Quibi: Serien in Quer- und Hochformat
Eine Besonderheit von „Quibi“: Die Serien können im Quer- und im Hochformat geschaut werden. Katzenberg nennt dies „Turnstyle“ und meint, dass damit Quibi die „dritte Generation der Filmerzählung“ einführe. Allerdings bietet das Hochformat lediglich Nahaufnahmen. Bei den Handlungen – etwa beim Thriller „The Most Dangerous Game“ mit Liam Hemsworth und Christoph Waltz oder bei „#Freerayshawn“ mit Laurence Fishburne und Stephan James – hat man jedoch den Eindruck, dass jeweils ein Film in kleine „Happen“ zerstückelt wurde.
„Disney+“ bietet Familienunterhaltung mit einer Vielzahl an Kinder- und Jugendfilmen. Gerade darin könnte eine Chance für Netflix, Amazon Prime Video und nun auch Quibi bestehen, die mit Dramen, Thrillern und dystopischen Science-Filmen eher auf ein erwachsenes Publikum setzen. Deshalb und wegen der überschaubaren Kosten – 6,99 Euro, Jahres-Abo 69,99 Euro – erweist sich „Disney+“ als eine Ergänzung zu anderen Streamingdiensten. Bei „Quibi“ beträgt der Preis 8,99 Euro, wobei die ersten 90 Tage kostenlos sind. Allerdings ist „Quibi“ bislang lediglich in der englischen Originalversion mit englischen oder (mexikanisch-)spanischen Untertiteln verfügbar. Ob und wann deutsche Untertitel oder eine deutsche Synchronisation dazu kommen, ist zurzeit unbekannt.
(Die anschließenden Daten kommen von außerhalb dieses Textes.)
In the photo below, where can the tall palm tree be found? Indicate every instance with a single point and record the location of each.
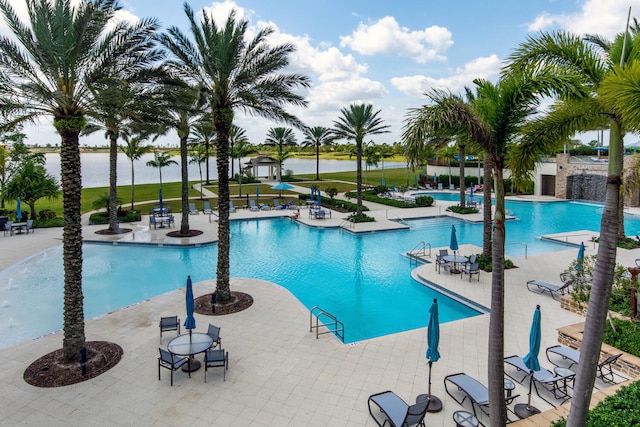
(316, 137)
(493, 121)
(237, 135)
(48, 70)
(242, 148)
(161, 160)
(355, 123)
(134, 151)
(593, 59)
(238, 74)
(280, 137)
(204, 133)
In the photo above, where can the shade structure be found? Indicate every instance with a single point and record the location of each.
(18, 209)
(433, 340)
(190, 321)
(453, 245)
(531, 361)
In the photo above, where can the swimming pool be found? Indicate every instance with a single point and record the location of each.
(363, 280)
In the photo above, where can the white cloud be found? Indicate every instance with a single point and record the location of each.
(602, 17)
(386, 36)
(479, 68)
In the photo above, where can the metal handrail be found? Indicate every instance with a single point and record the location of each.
(519, 243)
(338, 326)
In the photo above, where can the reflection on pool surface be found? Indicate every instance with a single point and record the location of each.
(362, 280)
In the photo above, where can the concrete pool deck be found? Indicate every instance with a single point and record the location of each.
(279, 373)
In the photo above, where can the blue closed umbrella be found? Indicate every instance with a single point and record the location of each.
(190, 321)
(531, 361)
(453, 245)
(433, 340)
(18, 210)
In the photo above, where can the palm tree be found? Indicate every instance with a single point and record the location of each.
(316, 137)
(238, 74)
(48, 69)
(237, 135)
(357, 122)
(594, 60)
(280, 137)
(242, 148)
(134, 151)
(204, 133)
(493, 121)
(161, 160)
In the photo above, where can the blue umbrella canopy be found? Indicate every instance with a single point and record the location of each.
(433, 333)
(453, 245)
(190, 321)
(18, 209)
(531, 359)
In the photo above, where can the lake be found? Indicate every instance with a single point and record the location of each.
(95, 168)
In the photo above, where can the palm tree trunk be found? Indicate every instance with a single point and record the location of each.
(601, 288)
(486, 214)
(359, 178)
(462, 186)
(71, 179)
(222, 119)
(114, 226)
(184, 223)
(497, 407)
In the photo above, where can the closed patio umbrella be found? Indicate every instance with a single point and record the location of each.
(524, 410)
(18, 209)
(433, 340)
(453, 245)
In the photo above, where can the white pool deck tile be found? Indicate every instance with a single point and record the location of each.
(279, 373)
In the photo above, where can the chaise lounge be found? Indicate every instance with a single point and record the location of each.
(396, 411)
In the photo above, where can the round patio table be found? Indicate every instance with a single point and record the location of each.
(190, 345)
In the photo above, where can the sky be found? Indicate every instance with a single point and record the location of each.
(380, 52)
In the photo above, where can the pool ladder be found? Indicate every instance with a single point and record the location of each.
(330, 322)
(418, 251)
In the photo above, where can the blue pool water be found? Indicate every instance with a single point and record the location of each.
(363, 280)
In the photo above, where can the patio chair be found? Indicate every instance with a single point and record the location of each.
(471, 389)
(471, 270)
(169, 323)
(557, 383)
(554, 290)
(217, 358)
(170, 361)
(214, 333)
(396, 411)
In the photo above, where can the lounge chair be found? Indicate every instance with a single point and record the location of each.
(170, 361)
(169, 323)
(605, 371)
(554, 290)
(396, 411)
(557, 383)
(216, 358)
(472, 389)
(471, 270)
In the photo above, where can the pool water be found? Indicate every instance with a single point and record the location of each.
(361, 279)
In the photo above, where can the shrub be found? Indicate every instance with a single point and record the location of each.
(619, 409)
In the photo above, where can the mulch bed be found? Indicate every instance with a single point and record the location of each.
(108, 232)
(239, 301)
(51, 370)
(192, 233)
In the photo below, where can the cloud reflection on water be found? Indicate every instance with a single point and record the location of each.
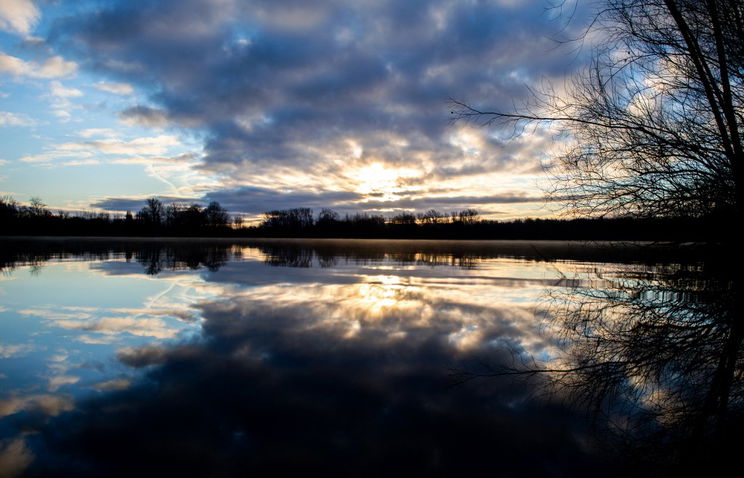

Kürzlich gab „Disney+“ bekannt, die Zahl der 50 Millionen Abonnenten erreicht zu haben. In Europa fiel die Einführung von „Disney+“ mit der Coronakrise zusammen. Es kann etwa Eltern in der Zeitgestaltung ihrer Kinder, die den ganzen Tag zu Hause bleiben müssen, Unterstützung bieten. Ob aber die neue Corona-Situation auch für „Quibi“ einen Vorteil bringt, bleibt abzuwarten.